Metformin is recommended as a first-line drug for the management of type 2 diabetes in most treatment guidelines [11], a position based on its efficacy, low cost, relative safety and the cardiovascular benefits shown by the UKPDS. The American Diabetes Association (ADA) and the European Association for the Study of Diabetes (EASD), in their joint position statement in 2012 and its update in 2015, recommend metformin as initial monotherapy to control HbA1c levels in all individuals with type 2 diabetes unless there is demonstrated drug intolerance or any prevailing contraindication. These currently include advanced kidney or liver disease, acute unstable congestive heart failure, conditions marked by decreased perfusion or haemodynamic instability, major alcohol abuse, or conditions characterised by acidosis. If HbA1c is not controlled, one of six other drug categories should then be added to the treatment regimen, such as a sulfonylurea, a thiazolidinedione, a DPP-4 inhibitor, an SGLT2 inhibitor, a GLP-1 receptor agonist or basal insulin, individualised to the patient and their disease features. If HbA1c is greater than 9% (74.9 mmol/mol) at baseline, initiating dual combination therapy, i.e. metformin plus one of a member of these classes, is reasonable. Similar recommendations come from the National Institute of Health and Care Excellence (NICE) in the UK, the International Diabetes Federation (IDF) and the American College of Physicians [46,47,48]. However, beyond comparisons with sulfonlylureas and insulin, there are no long-term data comparing metformin as first-line treatment with other glucose-lowering agents (e.g. thiazolidinediones, SGLT2 inhibitors and GLP-1 receptor agonists) that also do not increase the risk of hypoglycaemia. Members of several of these drug classes have recently been demonstrated to have cardiovascular benefits [49]; how this biguanide would fare against these as monotherapy is unknown.

Future directions

Several recent, large cardiovascular outcome safety trials have found significant cardiovascular and, in some circumstances, renal benefits from non-biguanide therapies (e.g. specific thiazolidinediones, SGLT-2 inhibitors and GLP-1 receptor agonists) in individuals with type 2 diabetes at high cardiovascular disease risk. Therefore, an argument can now be made for a large outcomes trial to compare one or more of these agents with metformin as initial therapy.


With widespread use for more than two decades, metformin remains ensconced as an essential drug in the growing pharmacopeia for type 2 diabetes. It has established efficacy in both monotherapy and combination therapy regimens, is generally well tolerated and may have intrinsic cardiovascular benefits.
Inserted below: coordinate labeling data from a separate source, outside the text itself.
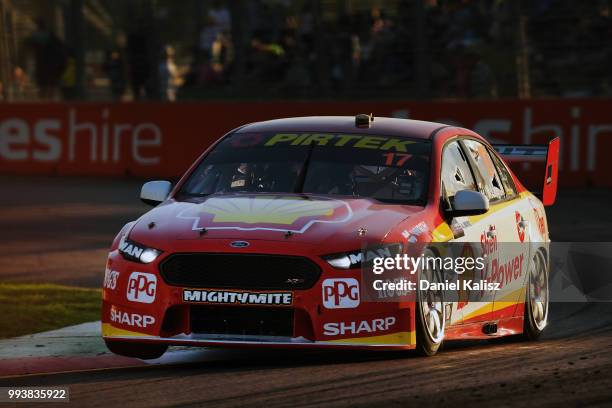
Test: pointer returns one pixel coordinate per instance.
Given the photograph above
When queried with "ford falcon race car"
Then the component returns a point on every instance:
(262, 242)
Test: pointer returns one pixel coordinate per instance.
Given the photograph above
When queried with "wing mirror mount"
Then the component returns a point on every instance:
(155, 192)
(468, 202)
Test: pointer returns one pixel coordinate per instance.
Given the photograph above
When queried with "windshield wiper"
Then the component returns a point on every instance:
(299, 184)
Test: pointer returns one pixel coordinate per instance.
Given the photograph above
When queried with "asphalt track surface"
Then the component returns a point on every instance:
(62, 227)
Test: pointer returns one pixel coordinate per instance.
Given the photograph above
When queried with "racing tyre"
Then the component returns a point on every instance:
(142, 351)
(430, 314)
(536, 304)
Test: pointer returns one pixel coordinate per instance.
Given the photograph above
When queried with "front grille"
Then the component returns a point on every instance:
(240, 271)
(242, 321)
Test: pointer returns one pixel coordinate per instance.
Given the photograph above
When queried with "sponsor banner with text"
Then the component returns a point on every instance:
(162, 140)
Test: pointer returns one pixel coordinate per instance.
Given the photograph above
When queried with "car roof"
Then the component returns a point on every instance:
(346, 124)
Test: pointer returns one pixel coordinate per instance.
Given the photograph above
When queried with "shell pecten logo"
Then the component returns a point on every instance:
(267, 212)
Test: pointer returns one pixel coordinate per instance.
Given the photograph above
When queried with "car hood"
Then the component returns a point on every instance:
(298, 218)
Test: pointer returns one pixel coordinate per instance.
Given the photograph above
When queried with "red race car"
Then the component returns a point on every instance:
(262, 242)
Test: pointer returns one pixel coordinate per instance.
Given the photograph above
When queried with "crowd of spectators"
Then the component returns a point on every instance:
(466, 49)
(444, 49)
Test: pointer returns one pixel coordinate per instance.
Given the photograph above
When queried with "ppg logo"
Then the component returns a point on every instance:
(142, 287)
(341, 293)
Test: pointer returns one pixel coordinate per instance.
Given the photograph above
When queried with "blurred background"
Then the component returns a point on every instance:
(125, 50)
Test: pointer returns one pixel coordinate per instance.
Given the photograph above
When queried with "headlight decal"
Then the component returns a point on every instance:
(353, 259)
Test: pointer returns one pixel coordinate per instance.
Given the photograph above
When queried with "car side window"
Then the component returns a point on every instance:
(456, 173)
(493, 187)
(505, 176)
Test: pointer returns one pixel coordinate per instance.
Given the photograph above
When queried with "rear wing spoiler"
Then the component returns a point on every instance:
(547, 154)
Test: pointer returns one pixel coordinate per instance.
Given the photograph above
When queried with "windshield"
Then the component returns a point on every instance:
(388, 169)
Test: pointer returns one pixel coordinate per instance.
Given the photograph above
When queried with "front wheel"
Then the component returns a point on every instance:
(143, 351)
(536, 305)
(430, 314)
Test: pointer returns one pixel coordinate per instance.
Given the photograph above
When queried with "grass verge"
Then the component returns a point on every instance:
(32, 308)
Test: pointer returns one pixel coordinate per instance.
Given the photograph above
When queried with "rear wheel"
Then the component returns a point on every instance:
(430, 314)
(143, 351)
(536, 304)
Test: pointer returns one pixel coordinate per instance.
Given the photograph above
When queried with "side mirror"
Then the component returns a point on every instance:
(155, 192)
(468, 202)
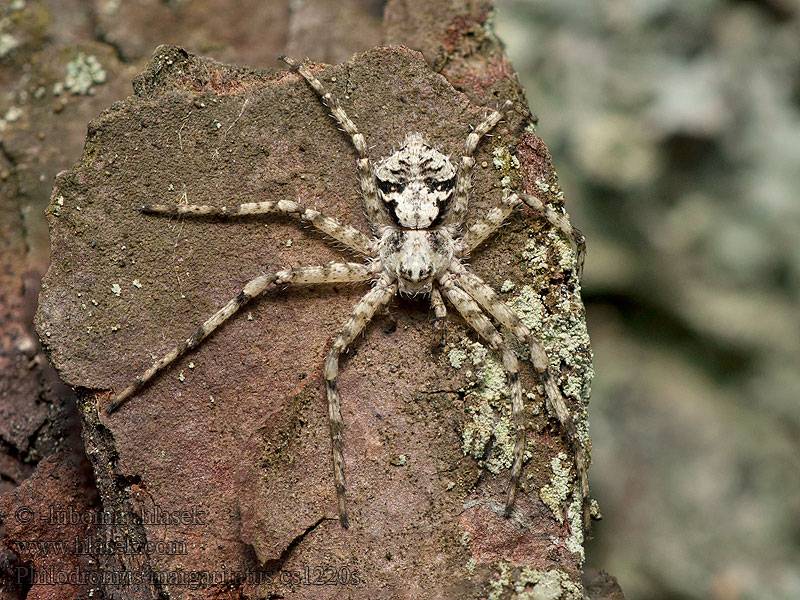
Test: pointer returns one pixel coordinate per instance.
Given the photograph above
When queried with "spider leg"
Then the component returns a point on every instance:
(473, 315)
(355, 324)
(347, 235)
(440, 312)
(375, 212)
(481, 230)
(458, 207)
(560, 222)
(330, 273)
(494, 305)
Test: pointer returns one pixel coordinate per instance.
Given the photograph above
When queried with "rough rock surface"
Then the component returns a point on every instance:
(60, 64)
(123, 287)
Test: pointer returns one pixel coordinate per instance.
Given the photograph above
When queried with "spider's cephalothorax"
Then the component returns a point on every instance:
(415, 200)
(416, 184)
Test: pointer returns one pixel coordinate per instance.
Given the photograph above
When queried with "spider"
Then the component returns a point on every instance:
(416, 202)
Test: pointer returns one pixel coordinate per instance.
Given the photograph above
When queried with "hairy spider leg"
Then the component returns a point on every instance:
(330, 273)
(480, 230)
(347, 235)
(486, 297)
(355, 324)
(474, 316)
(376, 214)
(460, 204)
(440, 312)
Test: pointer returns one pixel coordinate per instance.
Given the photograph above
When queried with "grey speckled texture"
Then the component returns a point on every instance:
(237, 429)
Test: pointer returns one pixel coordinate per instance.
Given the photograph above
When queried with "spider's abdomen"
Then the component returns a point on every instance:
(416, 258)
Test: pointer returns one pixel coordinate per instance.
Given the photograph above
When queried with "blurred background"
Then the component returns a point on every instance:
(675, 130)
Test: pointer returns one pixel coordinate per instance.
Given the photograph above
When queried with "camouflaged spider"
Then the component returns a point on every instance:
(416, 201)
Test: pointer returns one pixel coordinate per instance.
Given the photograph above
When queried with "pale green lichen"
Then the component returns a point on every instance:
(7, 44)
(555, 493)
(560, 325)
(533, 584)
(83, 72)
(575, 517)
(489, 412)
(547, 585)
(507, 164)
(457, 357)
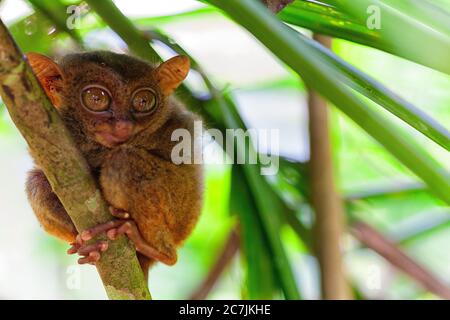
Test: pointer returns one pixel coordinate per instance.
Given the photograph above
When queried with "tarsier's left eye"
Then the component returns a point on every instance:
(96, 98)
(144, 100)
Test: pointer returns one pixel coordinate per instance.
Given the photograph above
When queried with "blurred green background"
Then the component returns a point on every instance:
(378, 189)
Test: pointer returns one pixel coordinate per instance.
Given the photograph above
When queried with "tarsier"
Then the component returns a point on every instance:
(121, 114)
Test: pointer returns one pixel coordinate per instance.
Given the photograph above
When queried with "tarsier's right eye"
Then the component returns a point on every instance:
(96, 98)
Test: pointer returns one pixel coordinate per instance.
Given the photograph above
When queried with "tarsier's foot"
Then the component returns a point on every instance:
(91, 253)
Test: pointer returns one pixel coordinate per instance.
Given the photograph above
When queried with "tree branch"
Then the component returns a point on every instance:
(276, 5)
(327, 204)
(53, 149)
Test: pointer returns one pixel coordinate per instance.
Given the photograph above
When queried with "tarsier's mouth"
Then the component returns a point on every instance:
(111, 140)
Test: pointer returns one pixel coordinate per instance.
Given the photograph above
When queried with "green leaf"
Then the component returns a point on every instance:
(383, 96)
(306, 61)
(261, 279)
(403, 27)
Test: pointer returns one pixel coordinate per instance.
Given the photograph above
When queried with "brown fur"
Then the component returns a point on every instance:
(137, 176)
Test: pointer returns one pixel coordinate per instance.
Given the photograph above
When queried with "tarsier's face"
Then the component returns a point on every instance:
(113, 97)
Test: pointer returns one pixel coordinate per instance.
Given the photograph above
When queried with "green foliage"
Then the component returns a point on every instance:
(264, 208)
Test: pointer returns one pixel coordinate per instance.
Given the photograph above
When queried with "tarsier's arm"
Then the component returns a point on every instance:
(162, 198)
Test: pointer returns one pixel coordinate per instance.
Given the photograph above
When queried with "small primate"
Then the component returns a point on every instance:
(121, 114)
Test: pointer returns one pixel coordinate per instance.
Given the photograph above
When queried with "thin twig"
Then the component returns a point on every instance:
(392, 253)
(328, 208)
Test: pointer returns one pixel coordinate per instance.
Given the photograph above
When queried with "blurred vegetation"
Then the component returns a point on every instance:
(395, 178)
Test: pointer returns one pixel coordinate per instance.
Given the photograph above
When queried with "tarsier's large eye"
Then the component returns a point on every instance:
(144, 100)
(96, 98)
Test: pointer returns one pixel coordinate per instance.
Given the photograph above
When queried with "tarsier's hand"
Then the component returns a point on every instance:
(91, 253)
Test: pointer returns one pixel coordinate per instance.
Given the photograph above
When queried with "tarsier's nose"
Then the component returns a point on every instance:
(123, 129)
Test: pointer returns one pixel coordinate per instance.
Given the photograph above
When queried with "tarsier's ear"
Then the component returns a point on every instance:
(49, 75)
(171, 73)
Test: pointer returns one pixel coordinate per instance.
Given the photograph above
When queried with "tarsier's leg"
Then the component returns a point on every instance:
(47, 207)
(54, 218)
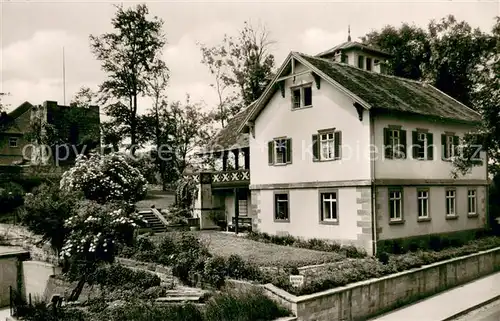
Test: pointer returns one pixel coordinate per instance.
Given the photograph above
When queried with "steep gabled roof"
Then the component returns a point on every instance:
(352, 45)
(375, 91)
(229, 137)
(392, 93)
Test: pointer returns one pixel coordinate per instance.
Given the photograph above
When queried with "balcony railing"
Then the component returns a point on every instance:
(224, 178)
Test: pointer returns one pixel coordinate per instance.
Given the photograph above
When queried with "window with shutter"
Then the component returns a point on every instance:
(327, 145)
(450, 146)
(302, 96)
(394, 143)
(280, 151)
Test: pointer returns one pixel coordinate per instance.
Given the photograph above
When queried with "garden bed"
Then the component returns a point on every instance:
(261, 254)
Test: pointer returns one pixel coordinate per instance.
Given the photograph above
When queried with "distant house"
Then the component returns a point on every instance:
(75, 126)
(335, 149)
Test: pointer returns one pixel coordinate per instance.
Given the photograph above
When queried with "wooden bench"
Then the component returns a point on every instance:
(244, 223)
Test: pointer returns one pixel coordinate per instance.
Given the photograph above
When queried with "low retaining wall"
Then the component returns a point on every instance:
(36, 276)
(361, 300)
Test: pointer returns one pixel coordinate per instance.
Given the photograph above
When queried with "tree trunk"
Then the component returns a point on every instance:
(75, 294)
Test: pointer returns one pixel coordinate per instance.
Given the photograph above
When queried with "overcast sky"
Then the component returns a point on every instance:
(33, 34)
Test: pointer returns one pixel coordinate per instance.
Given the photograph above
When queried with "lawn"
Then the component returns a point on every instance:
(263, 254)
(160, 199)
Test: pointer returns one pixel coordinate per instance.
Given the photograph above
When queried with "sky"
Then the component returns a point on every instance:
(33, 34)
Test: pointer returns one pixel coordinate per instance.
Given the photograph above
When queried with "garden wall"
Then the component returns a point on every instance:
(361, 300)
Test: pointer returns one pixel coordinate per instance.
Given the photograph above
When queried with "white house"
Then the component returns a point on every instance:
(341, 151)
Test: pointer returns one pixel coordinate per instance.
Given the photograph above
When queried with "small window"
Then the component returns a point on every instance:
(302, 96)
(368, 64)
(395, 143)
(450, 203)
(329, 210)
(296, 98)
(395, 205)
(327, 146)
(361, 62)
(13, 142)
(280, 151)
(423, 204)
(472, 202)
(307, 96)
(450, 146)
(281, 208)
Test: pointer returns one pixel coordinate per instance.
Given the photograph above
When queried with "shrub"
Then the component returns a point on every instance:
(247, 306)
(105, 178)
(215, 271)
(45, 212)
(383, 257)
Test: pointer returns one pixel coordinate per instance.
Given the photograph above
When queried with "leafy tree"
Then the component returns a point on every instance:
(409, 46)
(127, 56)
(96, 231)
(105, 178)
(191, 129)
(242, 67)
(45, 211)
(446, 54)
(156, 123)
(487, 99)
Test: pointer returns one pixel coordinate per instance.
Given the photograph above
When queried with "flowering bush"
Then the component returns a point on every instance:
(96, 230)
(105, 178)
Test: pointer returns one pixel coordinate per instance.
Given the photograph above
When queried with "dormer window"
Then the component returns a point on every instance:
(344, 58)
(302, 96)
Its role, however, as the optimal first-line glucose-lowering agent may now at least be legitimately challenged, since it has not yet been tested in long-term studies against newer drugs, some of which carry more robust proof of cardiovascular effectiveness, at least in individuals with established cardiovascular disease [49]. Until new evidence to the contrary is available, metformin will likely remain the ‘foundation therapy’ in type 2 diabetes.